# I love this girl



## LittleHead (May 20, 2004)

She turns the big 10 in September and still looks good


----------



## Harley's Mom (Feb 5, 2009)

What a beautiful gently looking girl! You would never be able to tell she is the big 1-0!


----------



## Missygal (May 19, 2011)

Nice looking girl! Yep still looks like a puppy.


----------



## coccomummy (May 3, 2011)

oh bless her 10 wow


----------



## Charlotte~ (Apr 5, 2011)

Wow she's beautiful  You wouldn't know she's 10!


----------



## CHITheresa (Apr 30, 2011)

So beautifully, Happy Birthday early.


----------



## cherper (May 8, 2009)

Happy bday cutie pie!!


----------



## chideb (Jan 29, 2008)

Aww, the "senior"* B* girl.. Crystal, I love her too!


----------



## LittleLuxie (May 7, 2011)

Such a pretty girl!

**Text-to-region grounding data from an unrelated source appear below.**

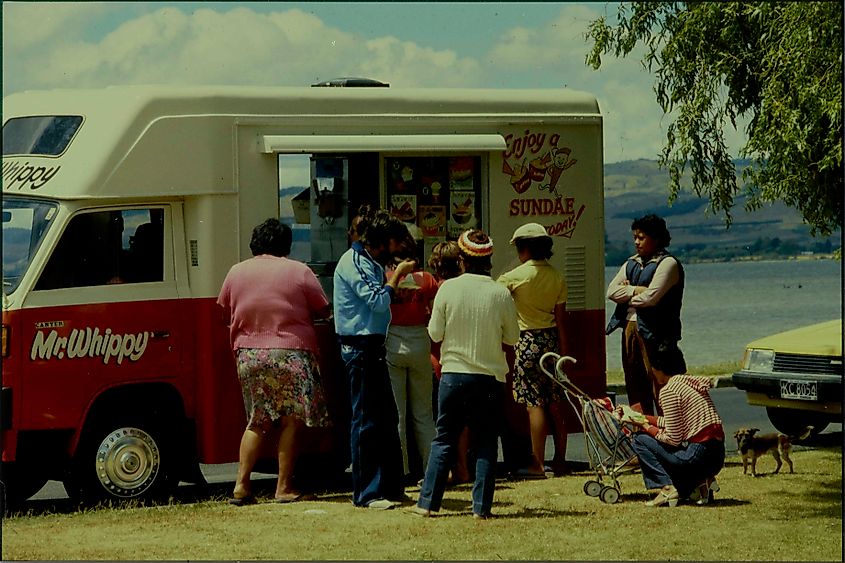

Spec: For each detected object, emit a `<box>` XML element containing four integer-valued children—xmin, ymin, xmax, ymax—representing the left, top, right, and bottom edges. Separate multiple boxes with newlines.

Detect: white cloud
<box><xmin>2</xmin><ymin>5</ymin><xmax>483</xmax><ymax>92</ymax></box>
<box><xmin>3</xmin><ymin>2</ymin><xmax>111</xmax><ymax>50</ymax></box>
<box><xmin>2</xmin><ymin>2</ymin><xmax>746</xmax><ymax>163</ymax></box>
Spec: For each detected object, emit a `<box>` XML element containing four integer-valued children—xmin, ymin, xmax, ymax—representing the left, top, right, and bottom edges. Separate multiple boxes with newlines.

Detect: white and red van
<box><xmin>2</xmin><ymin>82</ymin><xmax>606</xmax><ymax>505</ymax></box>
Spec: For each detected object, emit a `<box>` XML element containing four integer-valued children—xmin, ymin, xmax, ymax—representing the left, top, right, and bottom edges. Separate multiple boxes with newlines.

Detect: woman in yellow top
<box><xmin>497</xmin><ymin>223</ymin><xmax>570</xmax><ymax>478</ymax></box>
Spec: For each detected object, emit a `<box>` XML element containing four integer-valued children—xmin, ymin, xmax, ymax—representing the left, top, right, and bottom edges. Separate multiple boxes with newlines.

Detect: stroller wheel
<box><xmin>599</xmin><ymin>486</ymin><xmax>620</xmax><ymax>504</ymax></box>
<box><xmin>583</xmin><ymin>480</ymin><xmax>602</xmax><ymax>497</ymax></box>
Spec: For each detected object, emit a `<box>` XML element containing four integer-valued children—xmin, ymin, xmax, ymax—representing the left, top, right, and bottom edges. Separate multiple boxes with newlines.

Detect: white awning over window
<box><xmin>261</xmin><ymin>134</ymin><xmax>506</xmax><ymax>154</ymax></box>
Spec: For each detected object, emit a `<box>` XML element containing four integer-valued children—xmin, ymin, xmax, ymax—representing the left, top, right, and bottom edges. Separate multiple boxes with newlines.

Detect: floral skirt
<box><xmin>236</xmin><ymin>348</ymin><xmax>331</xmax><ymax>429</ymax></box>
<box><xmin>512</xmin><ymin>328</ymin><xmax>566</xmax><ymax>407</ymax></box>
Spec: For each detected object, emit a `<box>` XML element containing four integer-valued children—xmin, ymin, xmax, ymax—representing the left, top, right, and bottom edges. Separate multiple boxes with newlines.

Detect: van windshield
<box><xmin>2</xmin><ymin>196</ymin><xmax>58</xmax><ymax>295</ymax></box>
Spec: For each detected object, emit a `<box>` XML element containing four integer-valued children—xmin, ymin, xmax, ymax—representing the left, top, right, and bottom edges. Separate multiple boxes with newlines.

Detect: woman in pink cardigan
<box><xmin>217</xmin><ymin>218</ymin><xmax>332</xmax><ymax>505</ymax></box>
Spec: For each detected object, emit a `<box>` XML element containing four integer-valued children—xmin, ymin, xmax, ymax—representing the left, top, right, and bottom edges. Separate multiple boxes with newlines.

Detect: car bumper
<box><xmin>732</xmin><ymin>370</ymin><xmax>842</xmax><ymax>415</ymax></box>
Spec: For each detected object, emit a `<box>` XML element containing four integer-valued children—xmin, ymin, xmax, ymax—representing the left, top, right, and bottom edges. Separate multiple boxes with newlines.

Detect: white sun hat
<box><xmin>509</xmin><ymin>222</ymin><xmax>550</xmax><ymax>244</ymax></box>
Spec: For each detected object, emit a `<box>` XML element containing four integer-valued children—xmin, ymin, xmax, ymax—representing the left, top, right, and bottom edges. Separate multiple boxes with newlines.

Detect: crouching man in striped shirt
<box><xmin>621</xmin><ymin>344</ymin><xmax>725</xmax><ymax>507</ymax></box>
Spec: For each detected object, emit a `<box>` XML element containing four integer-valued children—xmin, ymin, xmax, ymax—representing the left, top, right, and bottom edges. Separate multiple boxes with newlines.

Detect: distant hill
<box><xmin>603</xmin><ymin>159</ymin><xmax>841</xmax><ymax>264</ymax></box>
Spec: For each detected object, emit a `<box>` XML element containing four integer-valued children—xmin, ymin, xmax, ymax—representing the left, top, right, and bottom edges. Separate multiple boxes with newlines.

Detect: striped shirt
<box><xmin>653</xmin><ymin>375</ymin><xmax>724</xmax><ymax>446</ymax></box>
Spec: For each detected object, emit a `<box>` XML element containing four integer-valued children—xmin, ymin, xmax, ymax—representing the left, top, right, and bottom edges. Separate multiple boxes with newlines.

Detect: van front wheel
<box><xmin>66</xmin><ymin>420</ymin><xmax>175</xmax><ymax>503</ymax></box>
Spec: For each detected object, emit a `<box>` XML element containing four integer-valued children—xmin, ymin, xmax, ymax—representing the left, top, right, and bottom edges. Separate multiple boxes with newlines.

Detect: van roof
<box><xmin>4</xmin><ymin>84</ymin><xmax>600</xmax><ymax>119</ymax></box>
<box><xmin>2</xmin><ymin>85</ymin><xmax>600</xmax><ymax>200</ymax></box>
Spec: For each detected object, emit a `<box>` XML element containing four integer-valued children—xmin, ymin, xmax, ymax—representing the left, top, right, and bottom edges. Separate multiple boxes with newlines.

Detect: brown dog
<box><xmin>734</xmin><ymin>427</ymin><xmax>813</xmax><ymax>476</ymax></box>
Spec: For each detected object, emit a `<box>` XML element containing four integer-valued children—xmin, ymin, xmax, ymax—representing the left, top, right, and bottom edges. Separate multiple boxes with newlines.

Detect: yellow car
<box><xmin>732</xmin><ymin>319</ymin><xmax>842</xmax><ymax>435</ymax></box>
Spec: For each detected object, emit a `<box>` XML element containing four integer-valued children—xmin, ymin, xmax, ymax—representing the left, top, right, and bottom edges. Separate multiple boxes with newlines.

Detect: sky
<box><xmin>2</xmin><ymin>1</ymin><xmax>748</xmax><ymax>164</ymax></box>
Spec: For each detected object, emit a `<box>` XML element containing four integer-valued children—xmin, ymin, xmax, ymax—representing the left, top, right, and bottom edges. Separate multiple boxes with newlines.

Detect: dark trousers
<box><xmin>622</xmin><ymin>321</ymin><xmax>660</xmax><ymax>416</ymax></box>
<box><xmin>339</xmin><ymin>335</ymin><xmax>405</xmax><ymax>506</ymax></box>
<box><xmin>633</xmin><ymin>433</ymin><xmax>725</xmax><ymax>498</ymax></box>
<box><xmin>418</xmin><ymin>373</ymin><xmax>502</xmax><ymax>517</ymax></box>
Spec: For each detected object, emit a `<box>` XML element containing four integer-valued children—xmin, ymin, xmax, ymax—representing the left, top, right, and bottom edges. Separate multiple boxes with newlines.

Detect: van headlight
<box><xmin>743</xmin><ymin>349</ymin><xmax>774</xmax><ymax>372</ymax></box>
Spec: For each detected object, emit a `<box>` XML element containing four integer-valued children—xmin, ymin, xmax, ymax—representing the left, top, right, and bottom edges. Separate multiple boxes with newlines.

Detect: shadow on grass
<box><xmin>399</xmin><ymin>497</ymin><xmax>591</xmax><ymax>519</ymax></box>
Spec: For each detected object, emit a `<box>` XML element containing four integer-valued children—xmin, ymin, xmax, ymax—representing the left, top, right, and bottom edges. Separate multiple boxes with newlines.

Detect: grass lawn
<box><xmin>605</xmin><ymin>361</ymin><xmax>741</xmax><ymax>387</ymax></box>
<box><xmin>3</xmin><ymin>444</ymin><xmax>841</xmax><ymax>560</ymax></box>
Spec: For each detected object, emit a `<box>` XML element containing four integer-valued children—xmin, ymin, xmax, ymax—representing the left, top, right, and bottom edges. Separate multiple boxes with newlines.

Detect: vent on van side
<box><xmin>190</xmin><ymin>240</ymin><xmax>199</xmax><ymax>267</ymax></box>
<box><xmin>311</xmin><ymin>77</ymin><xmax>389</xmax><ymax>87</ymax></box>
<box><xmin>563</xmin><ymin>245</ymin><xmax>586</xmax><ymax>311</ymax></box>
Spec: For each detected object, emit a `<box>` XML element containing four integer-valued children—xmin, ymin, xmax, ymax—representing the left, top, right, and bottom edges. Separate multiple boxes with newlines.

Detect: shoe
<box><xmin>690</xmin><ymin>477</ymin><xmax>720</xmax><ymax>505</ymax></box>
<box><xmin>387</xmin><ymin>493</ymin><xmax>414</xmax><ymax>505</ymax></box>
<box><xmin>645</xmin><ymin>486</ymin><xmax>679</xmax><ymax>507</ymax></box>
<box><xmin>227</xmin><ymin>494</ymin><xmax>257</xmax><ymax>506</ymax></box>
<box><xmin>545</xmin><ymin>461</ymin><xmax>571</xmax><ymax>476</ymax></box>
<box><xmin>473</xmin><ymin>512</ymin><xmax>492</xmax><ymax>520</ymax></box>
<box><xmin>273</xmin><ymin>492</ymin><xmax>316</xmax><ymax>503</ymax></box>
<box><xmin>447</xmin><ymin>471</ymin><xmax>471</xmax><ymax>486</ymax></box>
<box><xmin>698</xmin><ymin>478</ymin><xmax>720</xmax><ymax>506</ymax></box>
<box><xmin>366</xmin><ymin>498</ymin><xmax>398</xmax><ymax>510</ymax></box>
<box><xmin>405</xmin><ymin>505</ymin><xmax>432</xmax><ymax>517</ymax></box>
<box><xmin>512</xmin><ymin>467</ymin><xmax>547</xmax><ymax>480</ymax></box>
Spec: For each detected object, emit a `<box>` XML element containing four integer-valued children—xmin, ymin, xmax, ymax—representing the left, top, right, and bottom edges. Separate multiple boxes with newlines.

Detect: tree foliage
<box><xmin>586</xmin><ymin>2</ymin><xmax>843</xmax><ymax>236</ymax></box>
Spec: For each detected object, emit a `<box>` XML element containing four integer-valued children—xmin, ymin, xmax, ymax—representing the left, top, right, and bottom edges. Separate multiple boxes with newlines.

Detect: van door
<box><xmin>20</xmin><ymin>205</ymin><xmax>186</xmax><ymax>434</ymax></box>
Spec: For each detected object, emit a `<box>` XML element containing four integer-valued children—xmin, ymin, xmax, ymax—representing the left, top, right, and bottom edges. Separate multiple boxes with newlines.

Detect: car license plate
<box><xmin>780</xmin><ymin>380</ymin><xmax>818</xmax><ymax>401</ymax></box>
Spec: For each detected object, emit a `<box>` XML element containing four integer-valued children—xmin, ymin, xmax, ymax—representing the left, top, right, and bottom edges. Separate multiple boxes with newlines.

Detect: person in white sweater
<box><xmin>411</xmin><ymin>229</ymin><xmax>520</xmax><ymax>519</ymax></box>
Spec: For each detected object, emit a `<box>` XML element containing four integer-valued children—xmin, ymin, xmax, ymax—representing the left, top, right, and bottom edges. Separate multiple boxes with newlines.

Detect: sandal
<box><xmin>228</xmin><ymin>494</ymin><xmax>257</xmax><ymax>506</ymax></box>
<box><xmin>273</xmin><ymin>492</ymin><xmax>316</xmax><ymax>503</ymax></box>
<box><xmin>645</xmin><ymin>486</ymin><xmax>678</xmax><ymax>507</ymax></box>
<box><xmin>512</xmin><ymin>468</ymin><xmax>547</xmax><ymax>480</ymax></box>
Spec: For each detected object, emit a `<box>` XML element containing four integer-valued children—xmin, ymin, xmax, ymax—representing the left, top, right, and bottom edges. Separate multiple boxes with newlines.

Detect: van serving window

Not a day over 2!


----------



## guccigrande (Apr 17, 2011)

Happy birthday pretty girl!


----------



## Dragonfly (Jun 6, 2010)

I just love her to pieces!! She's beautiful!


----------



## rms3402 (Dec 2, 2010)

YAY! Looking good little girl!


----------



## bayoumah (Nov 30, 2010)

hi she really does look pretty and very healthy and happy


----------



## Adrienne (Apr 3, 2009)

Adorable as always!


----------



## elaina (Jul 1, 2008)

aww, older dogs are the best! she looks beautiful


----------



## tricializ (Jun 1, 2010)

She has such a pretty face and very youthful!


----------



## Jerry'sMom (May 5, 2009)

awww, Britney is such a beautiful little Chi!


----------



## pam6400 (Oct 5, 2008)

What a lovely little lady.


----------



## hershey109 (Jan 11, 2011)

She's beatiful and doesn't look like '10' one bit!


----------



## TexasBelle (Jun 10, 2011)

*[/BStimpy will turn the Big 10 in September!!]*


----------



## foggy (Oct 12, 2009)

She looks fabulous, Crystal! I love her.


----------



## mooberry (Jan 31, 2011)

I wonder who loves her more..all of us or you : p j/k She is simply beautiful


----------



## huskyluv (Oct 24, 2008)

I love her too! She's so gorgeous and with the alarming number of white hairs that our Faith is getting lately they are looking more and more similar! She's still got it, she looks amazing, Crystal!


----------



## Pookypeds (Jun 20, 2006)

Awwwwww...she's a beauty!!!:love1:


----------



## Angel1210 (Mar 14, 2011)

Early congrats! She looks great!


----------